Le argomentazioni difensive si sono spostate poi sulla figura di Domenico Caputo, uno degli imputati di “Valle dell’Esaro“, residente a Mendicino, attualmente incensurato. «Il collaboratore Presta ha sostenuto che il suo gruppo si era allargato su Cosenza e Mendicino? Ebbene, è stato già acclarato che a Cosenza esistono due clan: gli “zingari” e gli italiani. Il primo dedito al traffico di stupefacenti di tipo eroina (ma non solo) e l’altro alla commissione di reati contro il patrimonio. Mendicino non poteva essere senza alcun dubbio una “piazza” di spaccio e dal processo emerge un dato inequivocabile: Caputo non è partecipe di questa presunta associazione». A seguire sono intervenuti gli avvocati Michele Donadio e Mortati per le posizioni di Erik Grillo e Cristian Ferraro, per i quali è stata chiesta una sentenza assolutoria, ribaltando il teorema accusatorio grazie a quanto emerso nel processo che va esclusivamente nella direzione prospettata dalle difese.

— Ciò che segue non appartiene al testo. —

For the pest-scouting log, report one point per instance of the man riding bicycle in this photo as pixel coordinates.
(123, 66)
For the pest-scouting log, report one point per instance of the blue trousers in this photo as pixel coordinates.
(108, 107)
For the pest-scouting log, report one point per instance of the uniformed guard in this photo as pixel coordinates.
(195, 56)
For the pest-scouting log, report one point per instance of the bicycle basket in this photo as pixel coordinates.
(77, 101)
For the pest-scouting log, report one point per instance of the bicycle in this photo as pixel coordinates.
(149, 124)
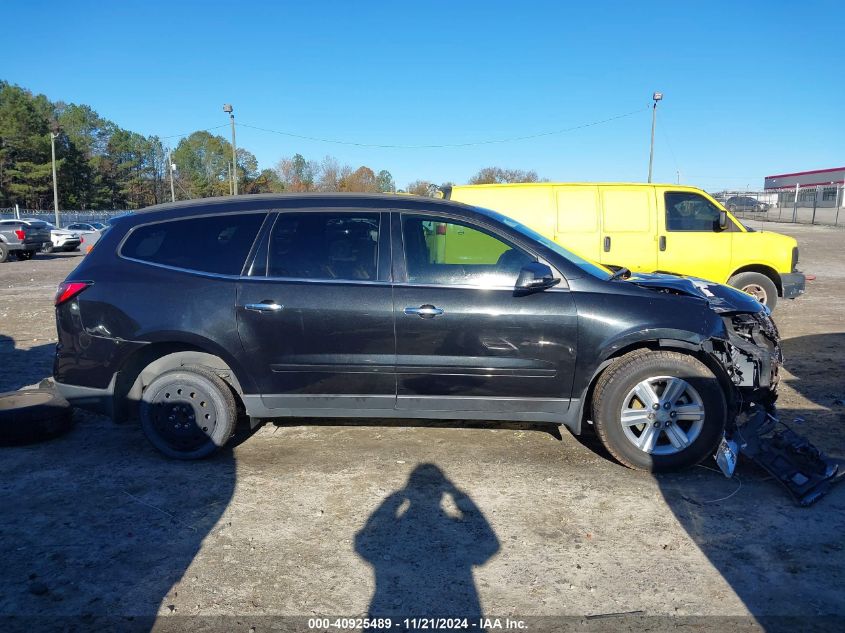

La penultima discussione della prima giornata di interventi è stata quella dell’avvocato Pierluigi Pugliese, difensore di Giuseppe Ferraro, originario di Acri. «Al mio assistito viene contestato il fatto di avere avuto un debito di 10mila euro in relazione all’acquisto di droga dal gruppo Presta. Nessun elemento processuale può portare a questa conclusione, soprattutto quando viene escluso che Giuseppe Ferraro non percepiva alcun “stipendio” da parte della presunta associazione. E poi, signori del tribunale, ma che associazione è questa se permette al presunto partecipe di rivendere la sostanza stupefacente a un prezzo decisamente più alto rispetto a quello concordato per la vendita? In realtà, la procura sostiene che qui si tratta di “droga parlata“. Le conversazioni captate dagli investigatori non dimostrano neanche una cessione di sostanza stupefacente».
Infine, ha discusso l’avvocato Aurelio Sicilia per le posizioni di Sonia Presta e Gianfranco Mariotta: «Non potevo mai immaginare, visto l’andamento del processo, che la pubblica accusa chiedesse la condanna per i miei due assistiti. Il dibattimento ha dimostrato la loro estraneità ai fatti». Le discussioni proseguiranno il prossimo 2 ottobre. Fissate anche altre due date: 4 e 11 ottobre. La sentenza sarà dunque emessa prima della fine dell’anno.